Kan, AK Parti yönetimi boyunca milletin huzur içerisinde daha özgür olduğunu belirterek, şöyle devam etti:
“Eski Türkiye’de ‘öteki’ muamelesi görüp, en temel hak ve özgürlüklerinden sistem tarafından mahrum bırakılanlar, artık büyük mücadelelerle gerçekleştirilen reformlar neticesinde devlet nezdinde hak ettikleri şekilde eşit vatandaş muamelesi görüyor. Eski Türkiye’de ‘öteki’ muamelesi gören bir grupta en hafif ifadeyle, ‘fikir, vicdan ve ifade hürriyeti ihlallerine ve kadına karşı ayrımcılığa maruz kalan başörtülü kadınlardı’.
Kadına karşı ayrımcılığın en acı sahnelerinden bir tanesi de 2 Mayıs 1999’da TBMM’de yaşanılan ve seçilmiş bir milletvekilinin, Merve Kavakçı’nın şahsında, başörtülü kadınlara ve ailelerine yaşatılan had bildirme kampanyasıydı. Bu aslında milli iradeye yapılan adı konmamış bir darbeydi. Halk arasında zaten asla itibar görmeyen bu saçma sapan ayrımcılık ve onu uygulayanlar da tarihin kara sayfalarına gömüldüler.”

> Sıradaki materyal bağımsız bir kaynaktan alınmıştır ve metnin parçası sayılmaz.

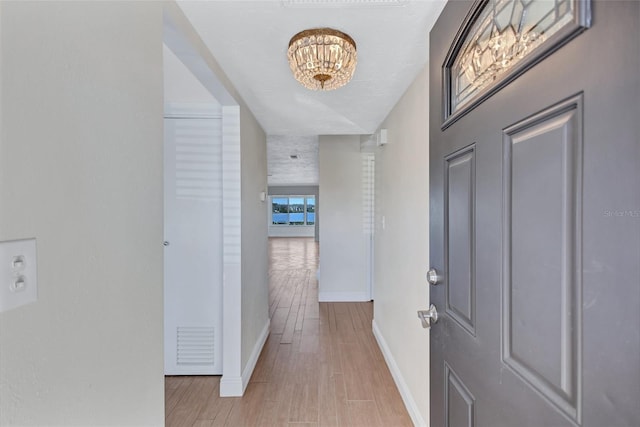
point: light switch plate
(18, 273)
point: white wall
(402, 246)
(343, 244)
(255, 277)
(81, 171)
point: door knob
(428, 316)
(433, 277)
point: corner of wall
(398, 378)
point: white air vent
(195, 346)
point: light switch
(18, 273)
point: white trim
(235, 386)
(230, 386)
(405, 393)
(255, 354)
(343, 296)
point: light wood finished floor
(321, 365)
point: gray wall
(299, 190)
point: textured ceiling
(249, 39)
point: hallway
(321, 365)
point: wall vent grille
(195, 346)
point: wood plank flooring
(320, 366)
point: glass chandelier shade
(322, 58)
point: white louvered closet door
(193, 246)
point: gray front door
(535, 232)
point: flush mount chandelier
(322, 58)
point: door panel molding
(459, 402)
(459, 237)
(542, 283)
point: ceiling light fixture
(322, 58)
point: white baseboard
(235, 386)
(255, 354)
(343, 296)
(405, 393)
(231, 386)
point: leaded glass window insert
(500, 39)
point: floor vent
(195, 346)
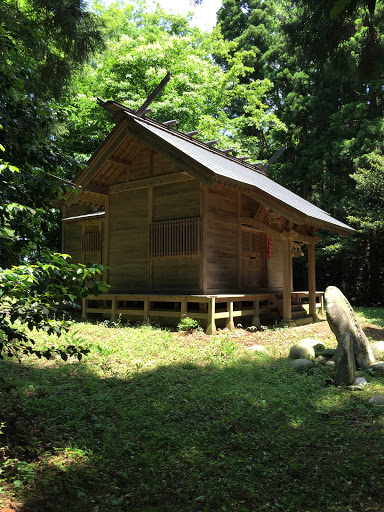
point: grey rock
(318, 346)
(345, 368)
(377, 367)
(358, 383)
(309, 341)
(342, 319)
(377, 400)
(301, 364)
(378, 349)
(257, 348)
(302, 351)
(329, 353)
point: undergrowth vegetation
(153, 420)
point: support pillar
(256, 315)
(211, 326)
(312, 280)
(146, 310)
(84, 307)
(230, 324)
(287, 285)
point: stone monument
(353, 350)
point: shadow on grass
(241, 436)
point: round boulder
(302, 364)
(377, 400)
(317, 345)
(302, 351)
(257, 349)
(329, 353)
(378, 349)
(377, 367)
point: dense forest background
(271, 73)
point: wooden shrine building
(186, 228)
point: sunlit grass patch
(373, 316)
(166, 421)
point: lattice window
(175, 237)
(91, 241)
(253, 242)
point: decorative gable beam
(96, 189)
(165, 179)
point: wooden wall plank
(180, 273)
(129, 241)
(176, 200)
(222, 239)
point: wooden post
(146, 310)
(239, 245)
(113, 308)
(230, 323)
(312, 280)
(203, 239)
(287, 284)
(211, 326)
(84, 307)
(256, 316)
(183, 306)
(106, 235)
(149, 238)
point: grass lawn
(155, 421)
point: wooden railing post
(146, 310)
(287, 284)
(211, 326)
(113, 309)
(84, 307)
(256, 315)
(230, 323)
(312, 280)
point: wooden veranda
(207, 309)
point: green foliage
(327, 75)
(141, 48)
(40, 297)
(188, 324)
(151, 422)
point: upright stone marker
(342, 319)
(345, 368)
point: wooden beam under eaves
(118, 161)
(96, 189)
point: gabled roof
(211, 165)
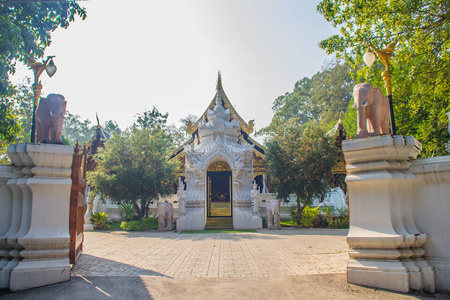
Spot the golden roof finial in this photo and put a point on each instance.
(219, 80)
(98, 122)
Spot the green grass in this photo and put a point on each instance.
(216, 231)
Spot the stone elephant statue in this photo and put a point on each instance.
(50, 119)
(373, 110)
(165, 216)
(273, 214)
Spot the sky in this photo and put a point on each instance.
(128, 56)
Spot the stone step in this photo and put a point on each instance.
(219, 223)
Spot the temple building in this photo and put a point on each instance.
(219, 163)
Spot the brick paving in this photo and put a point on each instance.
(213, 255)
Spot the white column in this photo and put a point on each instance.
(430, 203)
(10, 249)
(383, 239)
(6, 206)
(46, 243)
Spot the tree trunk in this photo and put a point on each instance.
(299, 210)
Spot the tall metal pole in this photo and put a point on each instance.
(37, 68)
(37, 87)
(387, 80)
(384, 55)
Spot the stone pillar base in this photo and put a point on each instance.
(30, 274)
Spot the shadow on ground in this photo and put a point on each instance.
(89, 263)
(148, 287)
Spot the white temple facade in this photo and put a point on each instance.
(218, 170)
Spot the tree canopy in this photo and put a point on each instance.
(421, 66)
(320, 98)
(299, 160)
(26, 29)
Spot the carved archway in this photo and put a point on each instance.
(219, 190)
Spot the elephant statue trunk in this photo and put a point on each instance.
(373, 110)
(50, 119)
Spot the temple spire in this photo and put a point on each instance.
(219, 100)
(98, 121)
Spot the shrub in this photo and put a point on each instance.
(128, 210)
(336, 218)
(140, 225)
(308, 216)
(100, 219)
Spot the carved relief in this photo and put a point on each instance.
(218, 150)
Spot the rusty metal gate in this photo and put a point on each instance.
(77, 199)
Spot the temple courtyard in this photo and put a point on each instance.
(267, 264)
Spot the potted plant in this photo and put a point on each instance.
(100, 220)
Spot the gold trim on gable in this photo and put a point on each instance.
(219, 166)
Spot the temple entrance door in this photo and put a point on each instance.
(219, 196)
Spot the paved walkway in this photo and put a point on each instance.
(263, 254)
(283, 264)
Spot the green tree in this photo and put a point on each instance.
(25, 32)
(299, 160)
(421, 67)
(134, 167)
(26, 29)
(151, 119)
(75, 129)
(112, 127)
(15, 118)
(320, 98)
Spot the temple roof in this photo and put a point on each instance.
(246, 127)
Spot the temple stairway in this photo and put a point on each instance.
(219, 223)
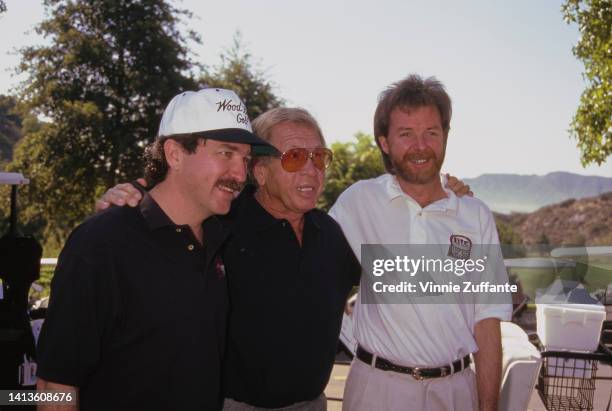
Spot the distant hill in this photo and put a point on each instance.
(505, 193)
(587, 221)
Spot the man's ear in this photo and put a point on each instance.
(382, 140)
(260, 170)
(174, 153)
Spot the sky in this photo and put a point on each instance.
(507, 66)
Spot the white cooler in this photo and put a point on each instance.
(574, 327)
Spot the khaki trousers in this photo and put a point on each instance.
(318, 404)
(370, 389)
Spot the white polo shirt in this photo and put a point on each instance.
(377, 211)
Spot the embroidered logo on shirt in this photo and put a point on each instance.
(460, 247)
(219, 267)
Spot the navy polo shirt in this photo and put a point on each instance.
(286, 304)
(138, 311)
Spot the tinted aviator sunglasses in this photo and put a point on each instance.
(295, 159)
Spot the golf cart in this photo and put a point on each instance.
(19, 267)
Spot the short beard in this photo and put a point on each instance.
(402, 168)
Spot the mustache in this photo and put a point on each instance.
(230, 183)
(425, 154)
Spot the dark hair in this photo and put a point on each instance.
(156, 166)
(408, 93)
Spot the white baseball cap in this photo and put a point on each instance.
(212, 113)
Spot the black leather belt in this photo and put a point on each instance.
(416, 372)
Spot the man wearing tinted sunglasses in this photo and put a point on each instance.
(289, 272)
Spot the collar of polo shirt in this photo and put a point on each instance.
(393, 190)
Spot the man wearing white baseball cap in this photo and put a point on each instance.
(138, 304)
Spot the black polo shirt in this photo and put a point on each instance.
(138, 313)
(286, 304)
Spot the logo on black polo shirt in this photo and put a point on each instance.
(219, 267)
(460, 247)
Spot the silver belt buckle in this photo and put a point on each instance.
(416, 374)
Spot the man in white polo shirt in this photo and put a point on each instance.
(416, 356)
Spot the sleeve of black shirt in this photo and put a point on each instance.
(352, 267)
(80, 313)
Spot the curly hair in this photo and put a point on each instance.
(156, 166)
(410, 92)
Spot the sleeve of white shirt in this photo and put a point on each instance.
(496, 271)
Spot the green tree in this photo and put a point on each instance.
(101, 83)
(238, 72)
(10, 128)
(592, 123)
(353, 161)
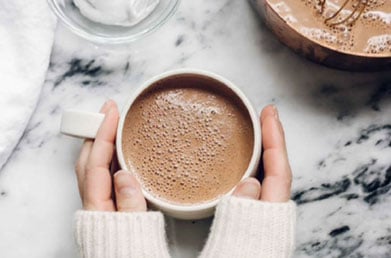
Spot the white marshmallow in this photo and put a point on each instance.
(116, 12)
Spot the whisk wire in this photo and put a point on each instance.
(359, 8)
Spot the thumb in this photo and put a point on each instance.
(129, 197)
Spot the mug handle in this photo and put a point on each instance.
(81, 124)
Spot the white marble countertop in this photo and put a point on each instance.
(338, 129)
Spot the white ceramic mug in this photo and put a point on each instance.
(86, 124)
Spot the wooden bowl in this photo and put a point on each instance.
(316, 51)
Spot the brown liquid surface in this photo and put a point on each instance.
(369, 34)
(187, 144)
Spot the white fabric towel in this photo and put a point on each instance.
(26, 38)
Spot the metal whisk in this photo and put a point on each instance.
(337, 18)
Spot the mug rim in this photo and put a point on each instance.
(256, 153)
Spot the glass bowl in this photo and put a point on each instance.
(71, 17)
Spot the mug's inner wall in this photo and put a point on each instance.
(188, 138)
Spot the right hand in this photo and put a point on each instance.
(276, 185)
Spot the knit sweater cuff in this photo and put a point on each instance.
(251, 228)
(120, 235)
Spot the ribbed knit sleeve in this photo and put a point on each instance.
(120, 235)
(249, 228)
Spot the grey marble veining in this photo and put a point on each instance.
(338, 129)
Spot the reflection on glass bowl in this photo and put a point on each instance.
(71, 17)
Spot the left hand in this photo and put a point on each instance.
(93, 171)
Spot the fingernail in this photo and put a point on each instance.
(275, 112)
(125, 183)
(106, 106)
(249, 189)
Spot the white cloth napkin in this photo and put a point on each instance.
(26, 38)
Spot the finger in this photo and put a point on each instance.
(81, 164)
(103, 147)
(276, 185)
(83, 157)
(249, 188)
(97, 192)
(128, 193)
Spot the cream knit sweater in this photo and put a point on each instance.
(242, 228)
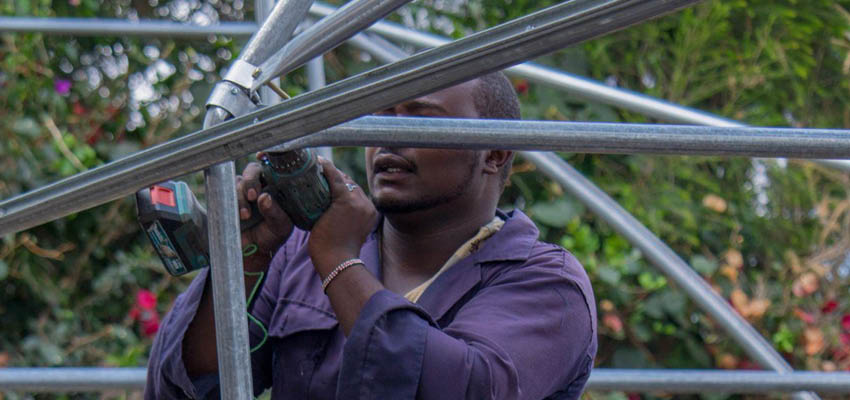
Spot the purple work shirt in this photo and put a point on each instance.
(514, 320)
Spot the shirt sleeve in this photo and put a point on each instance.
(167, 377)
(528, 334)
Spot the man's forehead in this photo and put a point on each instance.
(455, 100)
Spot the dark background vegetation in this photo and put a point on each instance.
(769, 235)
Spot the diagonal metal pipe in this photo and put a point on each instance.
(491, 50)
(661, 255)
(580, 137)
(324, 35)
(582, 87)
(665, 259)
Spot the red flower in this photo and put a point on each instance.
(78, 109)
(144, 311)
(521, 86)
(829, 306)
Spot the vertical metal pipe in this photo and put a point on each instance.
(316, 81)
(228, 284)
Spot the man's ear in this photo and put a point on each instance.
(494, 160)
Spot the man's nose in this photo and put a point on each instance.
(393, 111)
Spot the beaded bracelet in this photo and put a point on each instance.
(339, 268)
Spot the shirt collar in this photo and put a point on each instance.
(513, 242)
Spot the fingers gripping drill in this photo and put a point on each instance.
(175, 222)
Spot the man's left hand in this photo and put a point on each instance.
(340, 232)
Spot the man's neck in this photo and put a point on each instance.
(414, 246)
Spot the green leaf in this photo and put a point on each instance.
(608, 275)
(27, 127)
(556, 213)
(703, 265)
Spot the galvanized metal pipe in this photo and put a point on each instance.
(316, 81)
(228, 284)
(581, 137)
(529, 36)
(74, 379)
(664, 258)
(582, 87)
(123, 27)
(717, 381)
(324, 35)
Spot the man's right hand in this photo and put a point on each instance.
(276, 226)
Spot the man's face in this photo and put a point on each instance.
(403, 180)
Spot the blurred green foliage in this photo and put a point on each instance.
(771, 236)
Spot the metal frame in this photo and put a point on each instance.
(643, 380)
(508, 43)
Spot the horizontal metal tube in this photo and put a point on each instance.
(492, 50)
(582, 137)
(73, 379)
(661, 256)
(324, 35)
(724, 381)
(123, 27)
(582, 87)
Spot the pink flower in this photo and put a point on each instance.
(62, 86)
(145, 299)
(150, 326)
(829, 306)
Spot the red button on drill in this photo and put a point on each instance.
(163, 195)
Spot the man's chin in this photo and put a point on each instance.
(394, 206)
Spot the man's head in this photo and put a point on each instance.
(403, 180)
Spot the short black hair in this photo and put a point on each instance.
(494, 97)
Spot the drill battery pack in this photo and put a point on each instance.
(175, 223)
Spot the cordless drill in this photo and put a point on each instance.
(176, 223)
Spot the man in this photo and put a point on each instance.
(425, 291)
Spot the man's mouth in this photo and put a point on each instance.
(392, 164)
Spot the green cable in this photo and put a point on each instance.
(251, 317)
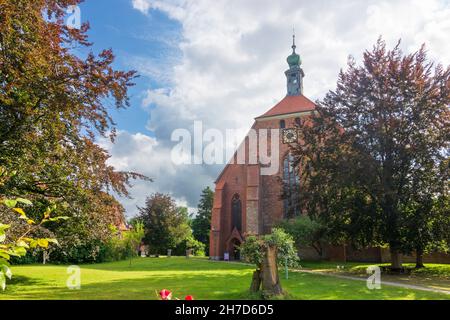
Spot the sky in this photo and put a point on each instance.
(222, 62)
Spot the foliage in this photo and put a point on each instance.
(18, 246)
(377, 147)
(54, 102)
(88, 236)
(165, 224)
(198, 248)
(253, 249)
(201, 224)
(306, 232)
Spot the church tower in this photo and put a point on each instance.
(295, 73)
(247, 199)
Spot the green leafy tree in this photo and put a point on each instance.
(165, 224)
(377, 146)
(17, 246)
(201, 224)
(54, 102)
(267, 252)
(306, 232)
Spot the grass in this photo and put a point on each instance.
(435, 276)
(199, 277)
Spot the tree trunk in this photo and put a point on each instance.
(419, 259)
(396, 262)
(256, 281)
(270, 277)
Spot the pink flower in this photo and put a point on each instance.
(165, 294)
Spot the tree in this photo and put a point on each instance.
(201, 224)
(165, 224)
(267, 252)
(306, 232)
(377, 144)
(54, 101)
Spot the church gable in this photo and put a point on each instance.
(248, 201)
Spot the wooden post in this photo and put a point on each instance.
(270, 277)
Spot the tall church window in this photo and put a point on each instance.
(291, 182)
(236, 213)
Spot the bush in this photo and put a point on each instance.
(197, 247)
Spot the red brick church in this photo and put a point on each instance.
(247, 201)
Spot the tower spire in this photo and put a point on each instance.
(295, 73)
(293, 40)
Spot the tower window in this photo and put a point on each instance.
(236, 213)
(291, 182)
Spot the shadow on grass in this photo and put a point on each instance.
(202, 287)
(166, 264)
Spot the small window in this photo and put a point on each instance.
(291, 181)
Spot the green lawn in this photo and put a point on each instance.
(199, 277)
(435, 276)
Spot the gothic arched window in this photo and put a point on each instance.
(236, 213)
(291, 182)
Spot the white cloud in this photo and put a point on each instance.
(233, 61)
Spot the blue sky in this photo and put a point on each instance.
(222, 62)
(115, 24)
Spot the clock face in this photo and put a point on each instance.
(290, 135)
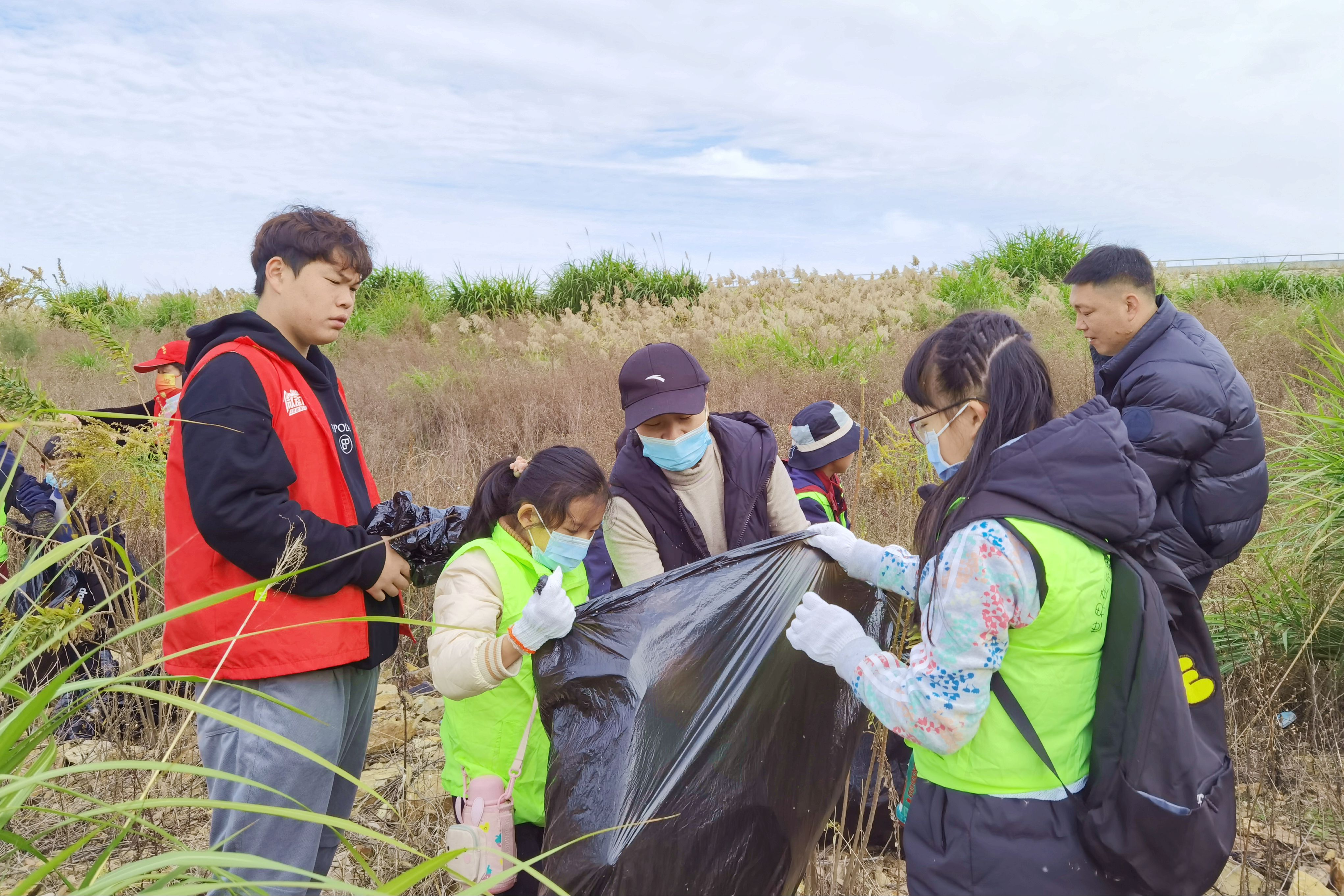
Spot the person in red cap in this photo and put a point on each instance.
(690, 484)
(168, 365)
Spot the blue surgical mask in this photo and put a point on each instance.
(940, 467)
(565, 551)
(679, 454)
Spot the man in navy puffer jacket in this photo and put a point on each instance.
(1189, 412)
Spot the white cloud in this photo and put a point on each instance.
(726, 162)
(146, 140)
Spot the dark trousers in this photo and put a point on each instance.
(959, 843)
(529, 841)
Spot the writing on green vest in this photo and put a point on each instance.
(1053, 667)
(482, 734)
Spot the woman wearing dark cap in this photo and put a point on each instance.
(824, 444)
(690, 484)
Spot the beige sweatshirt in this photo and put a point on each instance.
(634, 551)
(466, 660)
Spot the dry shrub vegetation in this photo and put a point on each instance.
(443, 396)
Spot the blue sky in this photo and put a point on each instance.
(143, 143)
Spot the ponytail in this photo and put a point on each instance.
(550, 483)
(990, 355)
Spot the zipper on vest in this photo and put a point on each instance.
(686, 527)
(747, 520)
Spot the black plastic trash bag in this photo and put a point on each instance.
(426, 549)
(681, 696)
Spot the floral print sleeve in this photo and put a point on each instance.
(984, 586)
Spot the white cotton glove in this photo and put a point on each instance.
(547, 616)
(858, 558)
(830, 634)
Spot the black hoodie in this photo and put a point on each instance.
(239, 477)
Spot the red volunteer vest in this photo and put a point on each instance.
(194, 570)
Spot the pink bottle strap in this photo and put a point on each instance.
(517, 769)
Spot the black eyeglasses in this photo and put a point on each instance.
(923, 430)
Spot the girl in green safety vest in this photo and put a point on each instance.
(507, 592)
(987, 815)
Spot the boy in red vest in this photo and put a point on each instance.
(265, 457)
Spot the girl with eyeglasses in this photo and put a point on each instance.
(995, 539)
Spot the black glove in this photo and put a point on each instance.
(43, 523)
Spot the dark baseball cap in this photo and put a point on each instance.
(823, 433)
(662, 378)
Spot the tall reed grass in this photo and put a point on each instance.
(439, 396)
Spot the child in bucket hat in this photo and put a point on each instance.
(824, 444)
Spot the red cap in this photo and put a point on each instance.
(172, 352)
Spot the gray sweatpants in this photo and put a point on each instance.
(341, 703)
(959, 843)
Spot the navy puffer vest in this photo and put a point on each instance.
(749, 453)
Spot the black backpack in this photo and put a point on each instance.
(1159, 810)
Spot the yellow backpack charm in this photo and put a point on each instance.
(1197, 688)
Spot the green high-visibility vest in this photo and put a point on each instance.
(1052, 667)
(826, 506)
(482, 734)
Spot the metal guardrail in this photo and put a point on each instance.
(1253, 260)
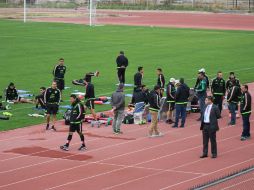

Ravza Kavakcı Kan, artık Türkiye’de demokrasinin kendine sunduğu nimetlerin bilincinde tepeden bakan siyasetçilere prim vermeyen, onlara tahammülü olmayan, haklarını meşru yollarla sonuna kadar özgüvenli bir şekilde savunabilen bir anlayışın bulunduğunu kaydetti.
Panelde, Cumhurbaşkanlığınca Türkçe ve İngilizce hazırlanan “15 Temmuz Darbe Girişimi ve Milletin Zaferi” ile TRT tarafından İngilizce hazırlanan “History and Memory, TRT World in the Face of the July 15 Coup” kitapları konuklara dağıtıldı.
“Bir İnsan Hakları İhlali Olarak 15 Temmuz” panelinde, yabancı medya temsilcileriyle AK Parti teşkilatından bazı isimler de katıldı.